Mountaineer Krushnaa Patil part of international trek along Ganges to raise awareness
Krushnaa Patil, the youngest Indian mountaineer to have scaled Mount Everest, says she has an "awesome responsibility" as part of an eight member international team that set off from Goumukh on a 55-day, 1,500 mile trek along the Gangesh to raise awareness, incide advocacy and ignite action for the global water crisis.
New Delhi: Krushnaa Patil, the youngest Indian mountaineer to have scaled Mount Everest, says she has an "awesome responsibility" as part of an eight member international team that set off from Goumukh on a 55-day, 1,500 mile trek along the Gangesh to raise awareness, incide advocacy and ignite action for the global water crisis.
"It's an awesome responsibility to represent Indian women on the team. I hope to improve communication with the locals we willl meet along the way," the 26-year-old Patil, the only Indian woman to have scaled six of the world's seven tallest mountains, told IANS on the phone as she readied for the first Access Water Expedition on the Ganges, an effort that will be repeated on each continent every few years, ending the Access Water series with a journey to Antarctica.
"I absolutely hope to continue with this effort. Just imagine rafting down the Amazon or the Nile. The chance of sailing down one at least one major river on each continent is just too exciting," the Mumbai-based Patil, who has a number of awards, including the Rajiv Gandhi Puraskar (2009) said.
“We chose the Ganges to begin the Access Water series because the area represents a great example of a deep-rooted dependence on water for human existence,” said Ann Bancroft of the US, an educator, explorer and team co-leader. “There is a critical need to educate students and local communities about the water crisis that not only affects overpopulated areas like India, but to also connect the same problems to their own backyard.”
The team includes co-leader Liv Arnesen of Norway, Olfat Haider of Israel, Cindy Jiaojiao Hu of China, Marcia Gutierrez of Chile, Kim Smith of South Africa and Lisa te Heuheu of New Zealand.
The team will pass through a variety of communities and important cities including Kanpur, Allahabad, Varanasi and Patna before concluding near Kolkata and Delhi in early December.
With education being the foundation for the team’s work, they will work with essential partner organizations like TERI, WAGGGS, UNESCO, Young Pioneers of China, Google, Norwegian Embassy, Percept Profile and Tunheim, to explore the river to find how communities and organizations are working to demand cleaner water and inspiring others to do the same, a statement said.
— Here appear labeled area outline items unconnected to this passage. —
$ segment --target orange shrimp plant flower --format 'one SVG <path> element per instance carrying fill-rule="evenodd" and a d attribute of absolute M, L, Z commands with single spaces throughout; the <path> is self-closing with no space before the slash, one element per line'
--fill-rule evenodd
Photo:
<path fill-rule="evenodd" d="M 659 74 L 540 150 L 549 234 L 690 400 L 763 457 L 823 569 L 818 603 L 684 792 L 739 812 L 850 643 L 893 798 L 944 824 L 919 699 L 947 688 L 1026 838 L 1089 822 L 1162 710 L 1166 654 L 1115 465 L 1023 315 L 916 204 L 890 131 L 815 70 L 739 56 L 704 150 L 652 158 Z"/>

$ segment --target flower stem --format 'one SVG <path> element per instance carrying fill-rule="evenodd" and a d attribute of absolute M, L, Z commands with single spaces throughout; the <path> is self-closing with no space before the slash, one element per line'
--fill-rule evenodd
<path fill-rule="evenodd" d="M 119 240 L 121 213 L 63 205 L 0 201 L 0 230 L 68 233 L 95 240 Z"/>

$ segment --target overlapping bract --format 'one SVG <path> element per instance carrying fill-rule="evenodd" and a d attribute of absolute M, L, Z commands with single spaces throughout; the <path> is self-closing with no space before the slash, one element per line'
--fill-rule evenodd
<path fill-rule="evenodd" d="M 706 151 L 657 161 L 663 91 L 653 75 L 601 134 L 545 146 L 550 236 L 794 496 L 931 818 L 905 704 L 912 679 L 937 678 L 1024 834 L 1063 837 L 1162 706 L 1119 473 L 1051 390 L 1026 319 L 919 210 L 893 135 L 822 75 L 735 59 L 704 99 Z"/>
"The team hopes to show how the water and environmental issues along the Ganges river are similar to other places around the world and stress the significance of innovative solutions that are vital to the future of this planet," the statement added.
Chetan Krishnaswamy, head of public policy at Google India, said the internet search engine has partnered with the Access Water Expedition to raise awareness about the Indian government's Clean Ganga Project. T
"There is mythology, history and legend associated with this great river, which has been India's lifeline. Google believes that all of us need to do our bit to preserve the sanctity of this river and conserve its rich riverine ecosystem," Krishnaswamy added.
Speaking on the occasion, Bancroft said: “Our dream as educators of connecting with millions of students cannot be achieved without the strong partnerships and shared values to actualize Access Water. Google is powering the stories we discover along the shores of the Ganges to millions of young people”
"We’re a group of women leaders, with a shared vision to create a better tomorrow by inspiring the future leaders to demand safe, clean water for everyone,” Arnesen said: “Whether you want to be an engineer, work on a farm or become a doctor, water touches each and every person’s life. We wish to bring about a through process which could help make instrumental changes in the way we operate so as to create a better world in which we live, and that’s what the Access Water series hopes to accomplish.”
Norwegian Ambassador Nils Ragnar Kamsvag said on Friday: “The Norwegian embassy is a proud host of the launch of Access Water and pleased to receive Liv Arnesen and the international members of the expedition at the embassy before they embark on their journey. Water security is an important issue to address and take action on. Raising awareness on the issue combined with education are vital elements of the long term solutions of these challenges.”